UT Student Government’s budget for this year includes plans to distribute masks and hand sanitizer around campus while placing plans for the Longhorn Athletics and Diversity and Inclusion agencies on hold.
SG will vote to approve the $112,820 budget at its meeting next week, with the money allocated to different initiatives such as the Improve UT Challenge, Orange Outreach, SURE Walk and SG executive board stipends.
SG financial director Ethan Jones said SG created the budget with the mentality that the University may send students home at any point because of the pandemic.
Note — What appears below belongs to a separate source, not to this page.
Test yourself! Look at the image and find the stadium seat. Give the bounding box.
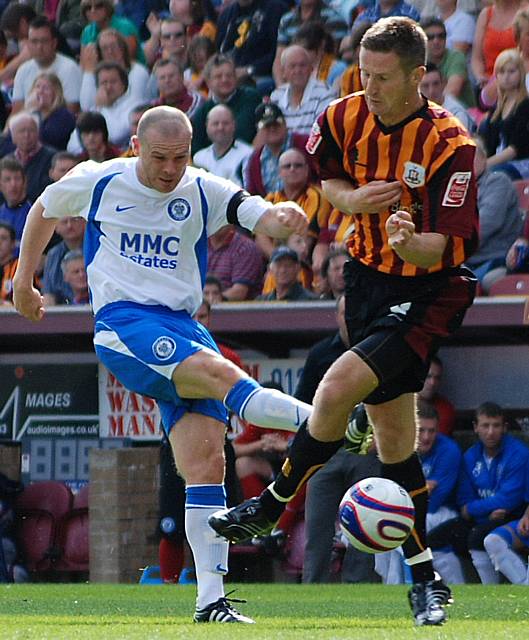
[54,485,90,573]
[15,480,73,573]
[489,273,529,296]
“The (budget) is ‘finalized,’ but we can always put more money toward it,” Jones, a public relations and business honors junior, said. “Are we going to get sent home tomorrow? We don’t know. We have to be mindful of how we can use our money diligently.”
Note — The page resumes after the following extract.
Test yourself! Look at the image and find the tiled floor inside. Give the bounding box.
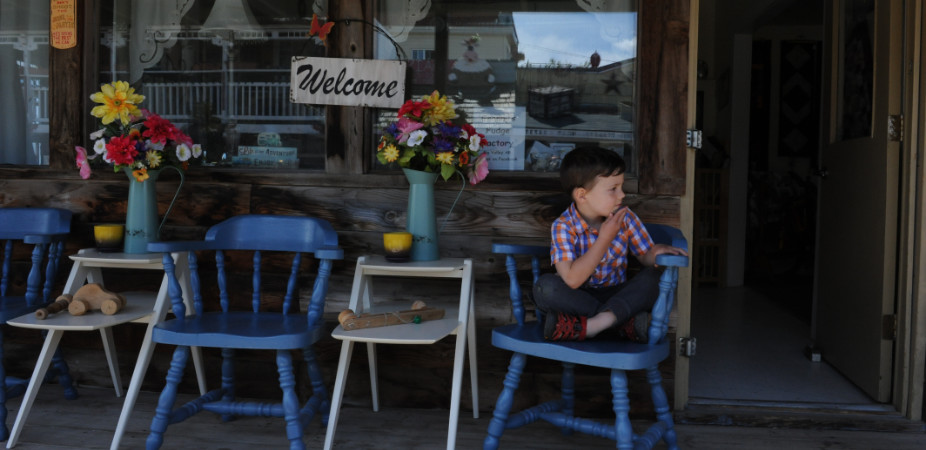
[690,286,881,409]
Grant Marconi, chair of the SG Financial Affairs Committee, said a portion of the budget will continue to be used to distribute masks and hand sanitizer to students on campus.
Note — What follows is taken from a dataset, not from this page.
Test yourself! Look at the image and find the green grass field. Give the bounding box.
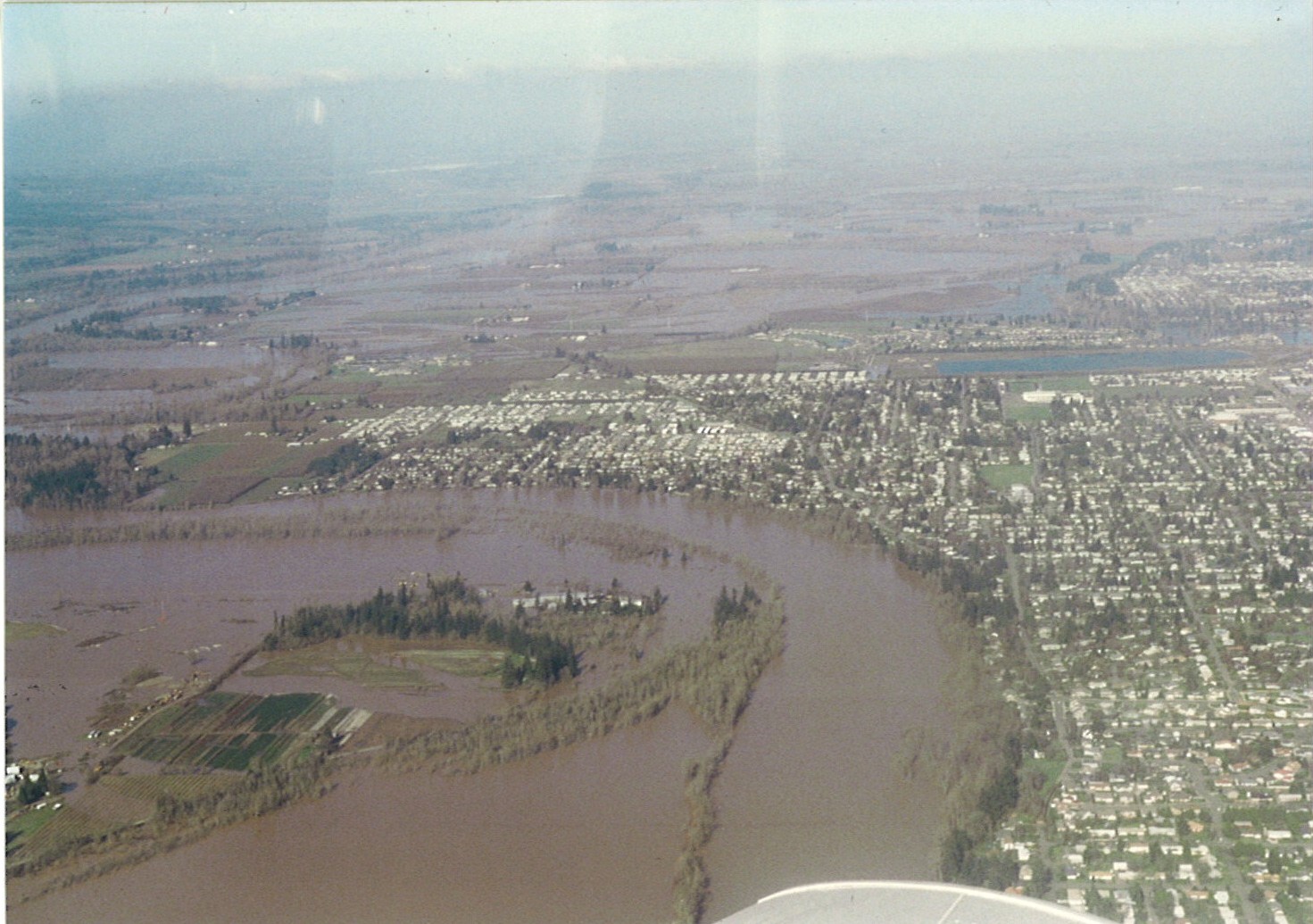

“There has been a lot of funding for masks, Germ-X and some of the typical (personal protective equipment) that will help students (on campus) stay protected during these times,” finance junior Marconi said.
SG has received 18,000 masks from the University so far to distribute to students, Jones said. The masks have been contactlessly distributed on 24th and Nueces streets and at the Flawn Academic Center.
The SG Diversity and Inclusion Committee was granted $200 of a $1,700 request for a Diversity and Inclusion flag initiative, Marconi said.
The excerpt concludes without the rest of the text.